Although partial offers are permitted under the code, dual-priced single offers are not.
Lion's offer appeared to be the latter.
Lion was forced to relinquish 19.9 per cent of Montana last month after the standing committee found Lion broker CSFB had prematurely solicited sellers of Montana shares on the night of February 8.
The penalty handed to Lion by the Takeovers Panel yesterday was the second within 24 hours, with the reconvened standing committee ruling on Monday that Lion's two-tier offer breached both listing rules and a previous committee ruling.
Both the standing committee and the panel have also found fault with various announcements made by Lion top brass, including chief financial officer Paul Lockey's statement that "Lion Nathan's offers provide Montana shareholders with an opportunity to sell all their Montana shares at fair value."
As a result, the panel said, "shareholders were encouraged to evaluate both offers together," something which also did not comply with the new Takeovers Code.
The panel extended a ban on Lion's buying shares under the offer for a further 21 days.
Lion Nathan was subdued on its double censure yesterday, saying only that it was considering its options and would not comment until it had seen a full written account from the standing committee of the decision. It is unknown when that decision will be made public.

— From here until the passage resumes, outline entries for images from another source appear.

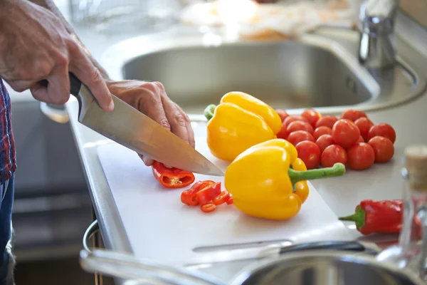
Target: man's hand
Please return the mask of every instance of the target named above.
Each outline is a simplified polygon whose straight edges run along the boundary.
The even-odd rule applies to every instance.
[[[27,0],[0,2],[0,77],[12,88],[29,88],[37,100],[63,104],[70,98],[72,72],[104,110],[114,108],[101,74],[57,16]],[[43,79],[47,88],[38,84]]]
[[[144,113],[194,147],[194,133],[190,120],[182,109],[166,94],[159,82],[136,81],[107,81],[110,91]],[[142,157],[146,165],[152,160]]]

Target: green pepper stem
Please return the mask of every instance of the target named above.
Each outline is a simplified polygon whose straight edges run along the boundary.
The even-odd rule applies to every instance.
[[[204,111],[204,114],[208,120],[211,120],[212,117],[214,117],[214,112],[215,112],[215,108],[216,105],[214,104],[209,105]]]
[[[364,226],[364,220],[365,220],[366,212],[360,207],[360,206],[357,206],[356,207],[356,212],[354,214],[347,216],[347,217],[341,217],[338,219],[340,221],[351,221],[354,222],[356,223],[356,227],[357,229],[360,229],[363,226]]]
[[[292,185],[295,185],[298,181],[301,180],[336,177],[337,176],[342,176],[344,173],[345,166],[339,162],[335,163],[332,167],[319,168],[305,171],[297,171],[292,168],[289,168],[288,170],[289,177],[290,177]]]

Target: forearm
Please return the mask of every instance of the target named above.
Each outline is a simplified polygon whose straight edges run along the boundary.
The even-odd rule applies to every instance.
[[[1,2],[1,1],[4,1],[4,0],[0,0],[0,3]],[[7,0],[4,0],[4,1],[7,1]],[[93,58],[93,57],[90,54],[90,52],[89,52],[88,48],[86,48],[86,47],[83,45],[83,43],[82,43],[80,39],[78,38],[78,36],[77,36],[77,35],[74,32],[74,29],[73,28],[71,25],[67,21],[67,20],[65,20],[65,19],[63,16],[62,13],[59,11],[59,9],[56,6],[56,5],[55,5],[55,4],[53,3],[53,1],[52,0],[29,0],[29,1],[36,4],[38,4],[39,6],[41,6],[42,7],[44,7],[46,9],[48,9],[52,13],[53,13],[56,16],[58,16],[58,18],[59,18],[60,19],[60,21],[63,23],[63,24],[64,25],[64,26],[65,27],[67,31],[68,31],[68,32],[71,35],[73,35],[73,36],[75,38],[76,41],[81,46],[82,49],[83,51],[85,51],[85,52],[86,53],[86,54],[88,55],[89,58],[90,58],[90,61],[93,63],[93,65],[95,66],[96,66],[96,68],[99,70],[99,71],[101,73],[101,74],[102,75],[104,78],[105,80],[109,79],[108,74],[107,73],[105,70],[104,70],[104,68],[102,68],[102,67],[96,61],[96,60],[95,58]]]

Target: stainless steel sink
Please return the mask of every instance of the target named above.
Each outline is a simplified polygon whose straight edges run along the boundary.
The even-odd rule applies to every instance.
[[[298,41],[248,42],[218,34],[162,33],[109,48],[102,63],[114,79],[162,82],[191,115],[227,92],[246,92],[273,108],[337,113],[374,110],[421,94],[423,77],[401,58],[381,72],[357,61],[357,33],[325,30]]]

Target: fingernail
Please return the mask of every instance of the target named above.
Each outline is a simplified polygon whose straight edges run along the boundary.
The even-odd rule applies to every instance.
[[[110,102],[110,105],[108,105],[108,110],[112,111],[114,110],[114,101],[112,100],[111,102]]]

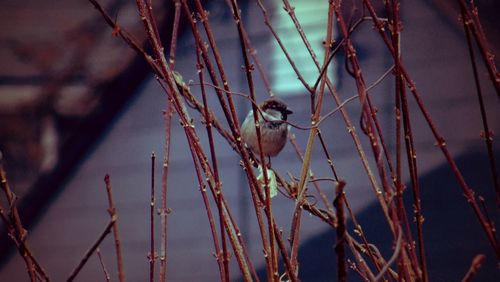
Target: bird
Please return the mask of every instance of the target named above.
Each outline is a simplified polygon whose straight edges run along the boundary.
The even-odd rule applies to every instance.
[[[260,126],[262,152],[269,160],[277,156],[285,147],[290,125],[286,123],[288,115],[293,112],[286,103],[277,98],[270,97],[259,105],[258,122]],[[256,155],[260,156],[257,132],[253,110],[247,114],[241,125],[241,137],[247,146]]]

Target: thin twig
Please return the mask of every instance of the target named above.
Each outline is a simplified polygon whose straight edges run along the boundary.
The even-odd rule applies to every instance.
[[[333,205],[335,206],[335,210],[337,213],[337,239],[335,242],[335,251],[337,252],[337,271],[338,271],[338,281],[347,281],[347,258],[345,254],[345,237],[346,237],[346,218],[344,212],[344,187],[345,181],[340,181],[335,188],[335,200],[333,201]]]
[[[113,202],[113,191],[111,188],[111,179],[108,174],[104,177],[104,182],[106,183],[106,192],[108,194],[108,213],[113,221],[113,237],[115,241],[115,251],[116,251],[116,264],[118,267],[118,279],[120,282],[125,281],[125,271],[123,269],[123,258],[122,249],[120,242],[120,234],[118,233],[118,215],[116,213],[115,203]],[[115,222],[116,221],[116,222]]]
[[[106,238],[106,236],[111,232],[111,228],[113,228],[113,226],[115,226],[116,221],[117,221],[117,217],[116,216],[112,216],[111,220],[109,221],[108,225],[106,226],[106,228],[104,229],[104,231],[101,233],[101,235],[99,236],[99,238],[97,238],[97,240],[92,245],[92,247],[90,247],[90,249],[88,249],[88,251],[85,253],[85,255],[83,256],[83,258],[80,261],[80,263],[71,272],[71,274],[69,275],[68,279],[66,280],[67,282],[73,281],[76,278],[76,276],[78,275],[78,273],[80,272],[80,270],[82,270],[83,266],[85,266],[85,264],[89,260],[90,256],[99,247],[99,245],[104,240],[104,238]]]
[[[151,200],[149,202],[149,221],[151,225],[150,230],[150,248],[149,248],[149,281],[154,282],[155,274],[155,261],[156,261],[156,251],[155,251],[155,159],[156,155],[153,152],[151,154]]]
[[[37,275],[40,275],[41,278],[45,281],[50,281],[50,278],[45,269],[43,269],[38,260],[34,257],[28,245],[26,238],[28,232],[23,227],[16,205],[17,196],[12,192],[10,188],[2,162],[3,155],[2,152],[0,152],[0,187],[5,193],[7,204],[9,205],[8,215],[0,206],[1,218],[8,230],[9,237],[14,241],[19,254],[26,264],[26,270],[28,272],[28,275],[30,276],[31,281],[36,281]]]
[[[106,266],[104,265],[104,260],[102,259],[101,251],[99,248],[95,250],[97,257],[99,258],[99,264],[101,265],[102,272],[104,272],[104,279],[106,279],[106,282],[109,282],[111,280],[111,277],[109,276],[109,272],[106,269]]]

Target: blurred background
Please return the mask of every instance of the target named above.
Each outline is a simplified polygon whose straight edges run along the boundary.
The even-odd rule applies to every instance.
[[[328,1],[291,1],[313,49],[322,58]],[[344,1],[347,7],[350,1]],[[362,12],[362,5],[354,1]],[[379,2],[379,1],[374,1]],[[381,2],[381,1],[380,1]],[[145,32],[131,1],[101,1],[123,29],[143,44]],[[309,96],[267,30],[261,10],[253,1],[239,1],[245,27],[276,95],[294,110],[290,120],[308,125]],[[315,68],[293,22],[281,1],[264,1],[273,26],[283,39],[305,79],[313,84]],[[500,50],[499,1],[480,1],[479,15],[495,54]],[[155,1],[160,33],[165,46],[171,37],[172,1]],[[231,89],[248,93],[243,59],[234,20],[226,1],[204,1]],[[377,7],[383,15],[382,7]],[[346,9],[349,14],[349,9]],[[449,150],[466,180],[486,199],[490,215],[498,221],[493,182],[484,141],[481,117],[459,9],[454,1],[403,1],[401,6],[402,56],[406,69],[422,94]],[[370,85],[392,64],[380,36],[367,21],[354,32],[354,45]],[[347,99],[356,92],[354,80],[344,69],[340,52],[329,69],[339,95]],[[478,56],[479,57],[479,56]],[[322,61],[322,59],[320,60]],[[500,131],[497,93],[480,65],[487,114],[492,131]],[[498,62],[498,60],[497,60]],[[198,82],[194,40],[190,27],[181,21],[175,69],[186,83]],[[256,80],[258,99],[267,97]],[[387,79],[374,88],[371,97],[386,136],[394,135],[394,82]],[[199,87],[191,89],[199,95]],[[211,92],[211,94],[214,94]],[[215,95],[209,102],[219,110]],[[411,100],[411,99],[410,99]],[[247,100],[235,96],[240,119],[250,109]],[[128,281],[144,281],[149,264],[150,156],[158,156],[156,179],[161,179],[165,129],[162,112],[166,96],[144,60],[137,56],[106,25],[92,5],[84,0],[4,1],[0,10],[0,151],[10,185],[19,196],[17,204],[32,249],[54,281],[66,279],[109,220],[104,175],[109,173],[119,214]],[[327,108],[334,102],[328,96]],[[498,260],[488,245],[472,210],[434,138],[411,100],[412,123],[417,147],[424,238],[431,280],[456,281],[467,271],[472,258],[486,255],[478,281],[498,281]],[[359,105],[346,105],[354,121]],[[326,111],[325,111],[326,112]],[[217,113],[220,117],[222,115]],[[200,116],[193,113],[200,135],[205,138]],[[221,119],[222,120],[222,119]],[[369,187],[354,145],[340,115],[322,125],[335,166],[346,180],[347,198],[358,214],[368,239],[386,257],[392,240],[380,208]],[[195,181],[184,132],[173,118],[172,154],[168,206],[168,278],[171,281],[218,280],[213,241],[206,211]],[[293,129],[305,148],[308,132]],[[360,132],[360,135],[362,133]],[[363,136],[364,138],[364,136]],[[366,138],[364,138],[366,139]],[[389,148],[394,144],[389,138]],[[203,140],[205,145],[206,140]],[[260,235],[252,210],[246,177],[239,157],[217,136],[223,190],[236,215],[256,267],[263,267]],[[367,140],[363,144],[368,148]],[[500,147],[495,141],[497,163]],[[207,147],[205,147],[207,148]],[[317,177],[329,177],[321,147],[313,154]],[[372,156],[370,155],[370,158]],[[283,175],[300,175],[301,162],[288,144],[272,161]],[[372,163],[373,164],[373,163]],[[499,173],[499,172],[497,172]],[[406,175],[408,180],[408,175]],[[329,197],[332,185],[321,184]],[[158,185],[157,195],[159,195]],[[409,193],[406,193],[409,194]],[[157,197],[159,199],[159,197]],[[4,200],[0,197],[0,200]],[[406,195],[412,210],[411,195]],[[4,202],[2,202],[3,204]],[[158,203],[158,201],[157,201]],[[279,194],[273,199],[277,224],[289,235],[294,202]],[[303,215],[301,278],[303,281],[334,281],[335,232],[315,217]],[[0,225],[0,281],[28,281],[25,266]],[[159,232],[157,232],[159,234]],[[104,260],[116,279],[114,246],[107,238],[101,246]],[[238,280],[235,259],[232,278]],[[97,258],[90,259],[78,281],[103,280]],[[359,279],[349,273],[349,280]],[[115,280],[113,279],[113,280]]]

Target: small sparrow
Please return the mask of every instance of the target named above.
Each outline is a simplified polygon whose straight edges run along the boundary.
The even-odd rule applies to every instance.
[[[262,151],[265,156],[274,157],[285,147],[289,125],[284,121],[293,112],[288,109],[285,102],[276,97],[265,100],[259,108]],[[241,125],[241,137],[255,154],[260,154],[252,110]]]

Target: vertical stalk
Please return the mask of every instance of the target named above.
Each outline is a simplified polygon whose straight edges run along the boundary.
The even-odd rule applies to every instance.
[[[120,242],[120,233],[118,232],[118,214],[116,213],[115,203],[113,201],[113,191],[111,188],[111,179],[108,174],[104,177],[104,182],[106,183],[106,192],[108,194],[108,213],[111,219],[115,219],[116,222],[113,224],[113,237],[115,241],[115,252],[116,252],[116,264],[118,266],[118,280],[120,282],[125,281],[125,271],[123,269],[123,258],[122,258],[122,248]]]
[[[150,249],[149,249],[149,281],[154,282],[155,280],[155,261],[156,261],[156,252],[155,252],[155,153],[151,154],[151,200],[149,202],[149,221],[150,221]]]

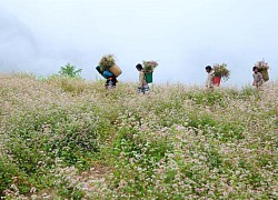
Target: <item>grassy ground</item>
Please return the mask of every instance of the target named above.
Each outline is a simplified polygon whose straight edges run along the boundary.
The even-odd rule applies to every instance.
[[[277,93],[0,74],[0,196],[277,199]]]

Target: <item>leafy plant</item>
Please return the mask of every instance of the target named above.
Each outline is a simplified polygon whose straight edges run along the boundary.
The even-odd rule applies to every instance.
[[[60,68],[60,71],[58,72],[60,76],[66,76],[70,78],[78,78],[80,77],[82,69],[76,70],[76,66],[72,66],[71,63],[67,63],[66,66]]]
[[[222,77],[224,80],[228,80],[230,78],[230,71],[227,69],[227,63],[216,63],[212,69],[216,77]]]

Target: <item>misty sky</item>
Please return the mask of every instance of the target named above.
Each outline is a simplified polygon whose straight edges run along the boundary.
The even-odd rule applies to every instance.
[[[225,84],[251,82],[265,58],[278,79],[278,0],[0,0],[0,71],[57,73],[67,62],[95,80],[112,53],[137,81],[135,66],[157,60],[156,82],[203,84],[205,67],[228,63]]]

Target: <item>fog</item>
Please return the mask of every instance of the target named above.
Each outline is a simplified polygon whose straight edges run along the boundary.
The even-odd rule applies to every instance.
[[[205,67],[228,63],[226,84],[251,82],[265,58],[278,79],[276,0],[0,0],[0,71],[57,73],[67,62],[95,80],[112,53],[137,81],[135,66],[157,60],[156,82],[203,84]]]

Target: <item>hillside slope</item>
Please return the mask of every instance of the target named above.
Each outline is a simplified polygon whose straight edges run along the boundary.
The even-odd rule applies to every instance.
[[[0,74],[0,196],[276,199],[277,93]]]

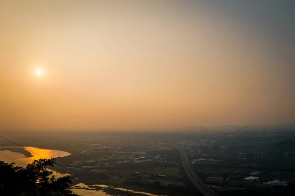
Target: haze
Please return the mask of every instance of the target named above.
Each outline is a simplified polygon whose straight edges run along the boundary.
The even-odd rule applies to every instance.
[[[294,123],[294,7],[292,0],[1,1],[0,123]]]

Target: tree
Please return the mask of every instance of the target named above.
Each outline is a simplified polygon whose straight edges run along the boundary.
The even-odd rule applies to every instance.
[[[53,167],[56,159],[34,160],[25,168],[14,163],[0,164],[0,196],[77,196],[68,188],[69,176],[56,179],[47,167]]]

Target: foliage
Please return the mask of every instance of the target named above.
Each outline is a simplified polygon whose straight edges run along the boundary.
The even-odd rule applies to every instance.
[[[25,168],[15,167],[14,163],[0,165],[0,196],[77,196],[68,189],[69,176],[56,179],[47,169],[55,160],[40,159]]]

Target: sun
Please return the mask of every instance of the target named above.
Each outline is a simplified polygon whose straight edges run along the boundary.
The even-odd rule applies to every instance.
[[[36,71],[35,71],[35,74],[37,75],[41,75],[43,74],[43,72],[41,70],[38,69],[37,70],[36,70]]]

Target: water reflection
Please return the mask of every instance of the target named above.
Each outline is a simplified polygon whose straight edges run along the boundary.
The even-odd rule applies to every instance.
[[[85,189],[73,188],[72,189],[72,191],[73,191],[73,192],[76,194],[80,195],[83,196],[93,196],[93,195],[98,196],[107,196],[114,195],[112,195],[112,194],[111,194],[111,195],[108,194],[103,191],[103,188],[108,188],[111,189],[117,190],[120,190],[120,191],[129,191],[131,193],[139,194],[141,194],[141,195],[147,195],[148,196],[158,196],[157,195],[151,194],[149,193],[135,191],[133,191],[132,190],[123,189],[121,188],[113,187],[111,186],[106,186],[106,185],[97,185],[96,184],[96,185],[95,185],[94,186],[97,186],[98,187],[102,187],[102,188],[103,188],[103,189],[99,191],[95,191],[95,190],[91,190],[92,189],[91,188],[89,187],[88,186],[85,184],[80,183],[80,184],[77,184],[77,185],[74,186],[73,187],[76,187],[78,186],[78,187],[82,187],[82,188],[85,187],[85,188],[88,188],[88,189],[87,190],[85,190]],[[117,194],[116,194],[116,195],[118,195]],[[122,194],[120,194],[120,195],[125,195],[125,194],[124,194],[123,193],[122,193]]]
[[[4,147],[9,148],[12,150],[14,150],[13,148],[21,148],[14,147]],[[29,163],[32,163],[34,160],[38,160],[40,158],[51,159],[52,158],[62,157],[71,154],[63,151],[42,149],[36,147],[25,147],[24,149],[30,152],[32,156],[28,157],[19,152],[13,152],[10,150],[3,150],[0,151],[0,160],[8,163],[14,162],[16,166],[25,167]],[[55,175],[57,178],[68,174],[67,173],[62,174],[52,171],[54,172],[53,175]]]

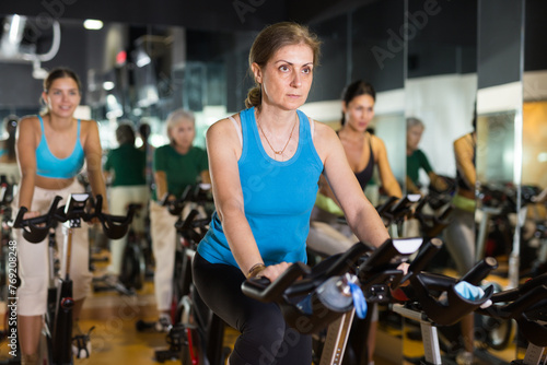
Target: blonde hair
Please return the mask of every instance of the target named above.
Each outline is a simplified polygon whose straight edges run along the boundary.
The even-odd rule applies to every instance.
[[[307,26],[293,22],[281,22],[264,28],[255,38],[248,54],[249,70],[253,63],[264,68],[270,58],[282,47],[304,44],[313,51],[313,64],[319,64],[321,40]],[[252,71],[251,71],[252,72]],[[255,81],[245,99],[247,108],[260,105],[263,101],[261,87]]]
[[[173,138],[171,137],[171,130],[175,128],[176,125],[178,125],[183,119],[191,121],[194,127],[196,127],[196,117],[194,116],[194,113],[191,113],[191,110],[179,108],[171,111],[170,115],[167,116],[167,122],[166,122],[167,137],[171,143],[173,143]]]

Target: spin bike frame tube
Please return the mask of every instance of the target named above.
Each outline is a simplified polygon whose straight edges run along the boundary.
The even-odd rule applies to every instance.
[[[409,245],[411,243],[414,245]],[[277,303],[287,323],[302,333],[318,332],[329,326],[319,364],[340,364],[354,313],[353,302],[344,299],[348,296],[345,293],[347,283],[356,278],[348,271],[352,271],[357,262],[364,259],[358,268],[357,282],[365,293],[366,301],[389,301],[389,287],[396,287],[407,278],[397,267],[421,243],[421,239],[388,239],[372,252],[365,245],[358,243],[345,254],[330,257],[312,269],[295,262],[274,283],[266,278],[249,279],[243,282],[242,291],[257,301]],[[429,248],[426,251],[419,256],[421,259],[430,257]],[[415,268],[419,269],[422,264],[417,262]],[[329,286],[331,283],[334,285]],[[330,296],[324,295],[329,287],[337,290],[330,291]],[[303,296],[306,299],[300,301]],[[306,306],[306,303],[312,305]]]

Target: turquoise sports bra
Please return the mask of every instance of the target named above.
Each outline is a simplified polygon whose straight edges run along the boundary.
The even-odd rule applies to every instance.
[[[46,133],[44,131],[44,120],[38,116],[42,127],[42,139],[36,149],[36,174],[44,177],[68,179],[72,178],[83,167],[84,153],[80,143],[80,119],[78,119],[78,133],[72,154],[66,158],[56,157],[47,145]]]

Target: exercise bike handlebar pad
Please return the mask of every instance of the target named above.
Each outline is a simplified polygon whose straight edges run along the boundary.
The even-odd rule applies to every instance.
[[[49,229],[53,228],[58,222],[55,215],[58,211],[59,201],[61,200],[61,197],[56,196],[51,201],[51,205],[49,205],[49,210],[46,214],[27,220],[23,220],[23,215],[25,215],[28,209],[26,207],[21,207],[15,220],[13,221],[12,226],[14,228],[22,228],[23,237],[27,242],[32,244],[38,244],[43,242],[49,234]]]
[[[329,299],[322,294],[333,287],[329,279],[338,281],[337,276],[347,272],[366,250],[365,245],[358,243],[345,254],[325,260],[333,262],[328,268],[319,263],[311,269],[295,262],[272,283],[266,278],[244,281],[242,291],[257,301],[277,303],[287,323],[296,331],[315,333],[352,308],[351,294],[338,292]]]
[[[357,243],[346,252],[333,256],[312,269],[302,262],[293,263],[274,283],[265,278],[248,279],[243,282],[242,291],[257,301],[277,303],[290,327],[301,333],[314,333],[353,307],[350,293],[340,291],[336,293],[335,299],[327,298],[324,293],[334,286],[338,287],[338,283],[346,280],[341,275],[353,269],[368,252],[370,254],[368,246]],[[403,257],[399,254],[392,239],[387,239],[372,251],[363,263],[365,269],[362,275],[368,280],[365,285],[362,285],[363,292],[380,283],[380,280],[374,279],[381,275],[385,284],[400,282],[403,272],[396,268],[401,261],[395,259],[396,256]],[[375,261],[375,258],[379,261]],[[383,269],[376,270],[376,263]],[[334,292],[336,291],[330,291]]]
[[[201,188],[201,184],[188,185],[184,189],[181,198],[175,200],[170,200],[170,195],[166,193],[162,200],[162,205],[167,208],[170,214],[181,215],[187,202],[193,201],[199,204],[210,201],[210,199],[207,197],[207,191],[209,190]]]
[[[43,242],[49,234],[57,222],[67,222],[72,219],[81,219],[85,222],[92,219],[98,219],[103,226],[105,235],[110,239],[121,238],[129,227],[135,214],[135,209],[129,209],[127,215],[110,215],[101,212],[103,200],[101,196],[96,197],[94,213],[89,214],[83,210],[67,211],[67,205],[58,207],[62,198],[56,196],[49,210],[46,214],[23,220],[23,215],[28,211],[27,208],[21,207],[15,220],[13,221],[14,228],[23,229],[23,237],[30,243],[37,244]]]
[[[429,202],[429,196],[426,196],[420,200],[416,207],[414,217],[416,217],[421,225],[423,235],[427,237],[437,237],[441,232],[450,224],[450,214],[452,213],[453,207],[449,205],[439,215],[426,214],[423,213],[423,207]]]
[[[515,319],[526,340],[537,346],[547,346],[547,273],[519,287],[496,293],[491,299],[493,305],[477,313],[493,318]]]
[[[202,238],[202,235],[196,232],[195,228],[205,228],[211,220],[210,219],[199,219],[196,217],[199,215],[199,212],[196,209],[193,209],[184,221],[178,220],[175,222],[175,229],[186,239],[193,243],[199,243]]]
[[[411,292],[424,314],[439,326],[452,326],[463,317],[479,308],[490,299],[493,286],[489,285],[484,295],[477,299],[465,298],[456,291],[458,282],[466,281],[477,285],[488,273],[498,267],[496,259],[488,257],[475,264],[459,280],[446,275],[431,273],[415,273],[409,280]],[[445,292],[447,302],[432,295],[434,292]],[[408,293],[408,292],[407,292]]]

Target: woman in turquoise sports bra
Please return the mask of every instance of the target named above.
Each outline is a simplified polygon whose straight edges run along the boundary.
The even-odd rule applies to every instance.
[[[105,197],[106,191],[97,123],[74,118],[74,110],[81,99],[78,75],[69,69],[53,70],[44,80],[42,99],[46,106],[45,113],[25,117],[19,125],[16,149],[21,184],[14,203],[18,208],[28,208],[25,219],[46,213],[57,195],[66,201],[70,193],[83,192],[84,188],[75,176],[84,162],[93,195]],[[19,338],[22,364],[34,365],[37,362],[42,316],[46,313],[47,245],[30,244],[18,231],[19,274],[22,280],[18,290]],[[61,231],[57,237],[58,243],[63,242]],[[79,331],[78,316],[91,286],[88,246],[88,229],[74,229],[70,268],[75,299],[73,334],[80,334],[74,332]]]

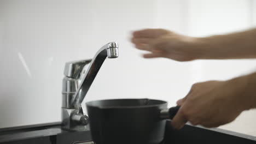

It is thought today's post will hold the clues to Lion's ongoing fortunes in the Montana stoush. Allied is mailing its Montana takeover offer at $4.80 a share to shareholders, which is conditional on its gaining 50 per cent control.
A crucial aspect of that offer is whether it is open for 30 or 90 days. If it is open for only 30 days, it will not overlap Lion's offer and could give Allied an advantage.
Lion shares have climbed steadily since Valentine's Day. They were at a low of $4.54 then, but at the close of trade yesterday they were $5.50, down 2c for the day.